LDC-IL

Natural Language Processing

Introduction

Some of the important language data resources required in Indian languages for various NLP applications are given below:

1. Parts-of-Speech Tagging:

It is the process of assigning a word in a text as corresponding to a particular part of speech on the basis of its definition and its occurrence in a given context. The process is basically to design or provide help in creation of appropriate language technology. Since each PoS tag is attached to a single word, preprocessing mechanisms such as splitting, tokenization, etc. have already been performed to filter out typesetting based-raw corpus. This is in response to meet the requirement of standardization amongst the Indian languages that exhibit a very rich system of morphology where words appear long with complex morpho-phonemic and morpho-syntactic changes at the junctures.

Coverage of Languages:

The priority is to cover all the Scheduled languages and then take up other non-scheduled languages. The third phase-based work on PoS tagging includes 22 Scheduled Languages such as Assamese, Bengali, Bodo, Dogri, Gujarati, Hindi, Kannada, Kashmiri, Konkani, Maithili, Malayalam, Manipuri, Marathi, Nepali, Odia, Punjabi, Sanskrit, Santali, Sindhi, Tamil, Telugu, Urdu.

PoS Tagging Guidelines:

In order to develop various TagSets for individual languages, the scheme has undertaken certain linguistic modus operandi as laid down below:

Defining the traditional parts of speech along with the examples
Understanding the concept of Form and Function (Pronouns, Demonstratives, Numerals, etc.)
Recognizing the fuzzy boundaries between the grammatical classes, i.e., a lexical item may function as a specific category and the same may function as different category in different context (Gerunds vs. Infinitive/Participle etc).
Working out the syntactic relation between the modifier-modified (Adj-Noun; Participle-Noun).
Realizing the morpho-syntactic features a particular lexical item carries in a given syntactic configuration. (Person-Number-Gender/Case; Tense-Aspect-Mood/Mod).

2. Chunking:

The process of annotating tagged tokens with structures in a non-hierarchical and non-recursive way is Chunking. It is acknowledged that segmentation and labeling are the most common operations in language processing. Chunking is a popular representative of a segmentation process aiming to segment the tagged tokens into meaningful structures. In the meantime, chunkers generally do not try to analyze entire sentences, but only try to build “chunks” of words. In this line of view, the rule system of chunkers is relatively simple, robust, and efficient.

Chunking Guidelines:

The scheme has adopted certain set of linguistic norms which should be followed by the Resource Persons working on chunking. The chunking of linguistic expression is purely based on specific categorial label and hence the following linguistic guides are being introduced for the ease of annotators.

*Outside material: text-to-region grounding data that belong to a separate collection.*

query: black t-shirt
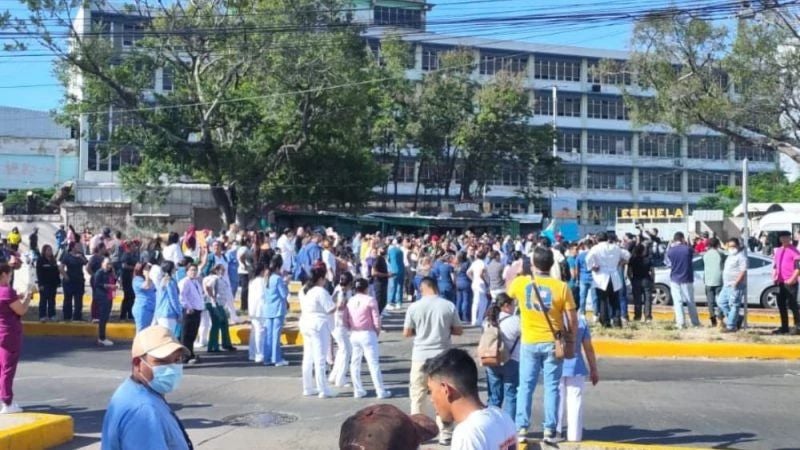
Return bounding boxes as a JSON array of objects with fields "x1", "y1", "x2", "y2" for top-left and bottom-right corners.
[
  {"x1": 60, "y1": 253, "x2": 87, "y2": 282},
  {"x1": 629, "y1": 255, "x2": 653, "y2": 280},
  {"x1": 374, "y1": 256, "x2": 388, "y2": 284}
]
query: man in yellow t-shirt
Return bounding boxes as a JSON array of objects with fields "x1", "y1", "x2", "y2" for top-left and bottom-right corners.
[{"x1": 508, "y1": 246, "x2": 578, "y2": 444}]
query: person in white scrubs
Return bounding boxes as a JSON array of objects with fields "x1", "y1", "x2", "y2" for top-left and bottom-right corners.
[
  {"x1": 328, "y1": 272, "x2": 353, "y2": 387},
  {"x1": 299, "y1": 264, "x2": 336, "y2": 398},
  {"x1": 467, "y1": 250, "x2": 488, "y2": 326},
  {"x1": 248, "y1": 263, "x2": 268, "y2": 363}
]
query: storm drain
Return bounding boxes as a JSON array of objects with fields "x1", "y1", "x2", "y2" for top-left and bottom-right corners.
[{"x1": 223, "y1": 411, "x2": 299, "y2": 428}]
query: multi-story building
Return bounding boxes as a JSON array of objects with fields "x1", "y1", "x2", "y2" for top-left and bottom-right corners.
[
  {"x1": 71, "y1": 1, "x2": 778, "y2": 229},
  {"x1": 0, "y1": 106, "x2": 78, "y2": 197}
]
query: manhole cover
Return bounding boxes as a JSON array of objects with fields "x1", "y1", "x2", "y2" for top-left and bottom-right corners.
[{"x1": 223, "y1": 411, "x2": 299, "y2": 428}]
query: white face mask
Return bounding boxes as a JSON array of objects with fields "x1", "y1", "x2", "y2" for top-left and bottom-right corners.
[{"x1": 727, "y1": 248, "x2": 738, "y2": 255}]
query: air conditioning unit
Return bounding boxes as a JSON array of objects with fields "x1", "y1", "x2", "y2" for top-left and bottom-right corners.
[{"x1": 591, "y1": 84, "x2": 601, "y2": 92}]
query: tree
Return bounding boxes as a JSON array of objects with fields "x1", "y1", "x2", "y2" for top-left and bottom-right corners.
[
  {"x1": 2, "y1": 0, "x2": 386, "y2": 223},
  {"x1": 366, "y1": 36, "x2": 414, "y2": 209},
  {"x1": 410, "y1": 49, "x2": 476, "y2": 210},
  {"x1": 622, "y1": 5, "x2": 800, "y2": 163},
  {"x1": 698, "y1": 170, "x2": 800, "y2": 215},
  {"x1": 455, "y1": 72, "x2": 558, "y2": 203}
]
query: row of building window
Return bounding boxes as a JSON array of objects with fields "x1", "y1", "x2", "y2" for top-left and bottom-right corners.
[
  {"x1": 373, "y1": 6, "x2": 423, "y2": 29},
  {"x1": 378, "y1": 157, "x2": 736, "y2": 195},
  {"x1": 555, "y1": 130, "x2": 776, "y2": 162}
]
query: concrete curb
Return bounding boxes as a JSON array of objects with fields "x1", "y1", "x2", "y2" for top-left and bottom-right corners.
[
  {"x1": 0, "y1": 413, "x2": 73, "y2": 450},
  {"x1": 593, "y1": 338, "x2": 800, "y2": 360},
  {"x1": 23, "y1": 322, "x2": 800, "y2": 359}
]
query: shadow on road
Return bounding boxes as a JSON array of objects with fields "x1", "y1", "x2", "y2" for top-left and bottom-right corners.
[{"x1": 585, "y1": 425, "x2": 757, "y2": 448}]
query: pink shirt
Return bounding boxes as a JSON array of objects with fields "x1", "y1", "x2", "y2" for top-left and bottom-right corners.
[
  {"x1": 773, "y1": 246, "x2": 800, "y2": 283},
  {"x1": 343, "y1": 293, "x2": 381, "y2": 333}
]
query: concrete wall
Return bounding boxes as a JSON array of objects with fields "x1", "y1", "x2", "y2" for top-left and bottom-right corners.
[
  {"x1": 62, "y1": 202, "x2": 224, "y2": 238},
  {"x1": 0, "y1": 136, "x2": 78, "y2": 191}
]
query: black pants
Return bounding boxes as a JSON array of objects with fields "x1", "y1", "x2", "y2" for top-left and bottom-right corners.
[
  {"x1": 595, "y1": 283, "x2": 620, "y2": 327},
  {"x1": 63, "y1": 279, "x2": 84, "y2": 321},
  {"x1": 97, "y1": 296, "x2": 112, "y2": 341},
  {"x1": 705, "y1": 285, "x2": 722, "y2": 324},
  {"x1": 631, "y1": 278, "x2": 653, "y2": 321},
  {"x1": 38, "y1": 283, "x2": 58, "y2": 319},
  {"x1": 375, "y1": 280, "x2": 388, "y2": 313},
  {"x1": 181, "y1": 310, "x2": 203, "y2": 360},
  {"x1": 777, "y1": 283, "x2": 800, "y2": 331},
  {"x1": 120, "y1": 269, "x2": 134, "y2": 320},
  {"x1": 238, "y1": 273, "x2": 250, "y2": 312}
]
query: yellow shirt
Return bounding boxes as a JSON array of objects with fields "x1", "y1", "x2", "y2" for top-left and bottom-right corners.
[{"x1": 508, "y1": 274, "x2": 576, "y2": 344}]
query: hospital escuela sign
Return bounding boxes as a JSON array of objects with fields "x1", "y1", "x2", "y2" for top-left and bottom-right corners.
[{"x1": 617, "y1": 207, "x2": 685, "y2": 220}]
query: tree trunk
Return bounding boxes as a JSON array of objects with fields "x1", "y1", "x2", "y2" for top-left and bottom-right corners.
[
  {"x1": 413, "y1": 160, "x2": 424, "y2": 212},
  {"x1": 210, "y1": 184, "x2": 236, "y2": 226},
  {"x1": 392, "y1": 144, "x2": 400, "y2": 210}
]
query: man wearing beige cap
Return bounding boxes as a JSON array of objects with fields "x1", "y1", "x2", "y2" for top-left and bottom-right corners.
[{"x1": 101, "y1": 326, "x2": 193, "y2": 450}]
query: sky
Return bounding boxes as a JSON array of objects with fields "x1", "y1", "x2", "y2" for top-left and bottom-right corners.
[{"x1": 0, "y1": 0, "x2": 638, "y2": 112}]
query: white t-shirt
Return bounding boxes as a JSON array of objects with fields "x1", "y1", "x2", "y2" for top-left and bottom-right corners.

Identifying different chunk levels along with the typical examples.
Keeping in mind that minimal recursive phrases (nominal or verbal) should be captured.
Understanding the idea that chunking operates on the minimal non-recursive phrases and within such minimal construction, there is no nested structure.
Make sure that nested non-recursive clusters are identified with their heads. (Possessive Constructions, Spatial Relational Nouns, Nested Modifier inside noun phrases).
Having the knowledge as well as hands-on experience of linguistic phenomena such as scrambling of the lexical items, dislocated element, spelling out of boundary elements realized as case markers or tense, mood, aspects etc, between two expressions that operate on the data of the language concerned.

PoS/Chunk Sets:

With the adequate information sketched above, the scheme has developed PoS as well as Chunk Sets for all Indian languages based on which concerned resource persons maintain their academic venture.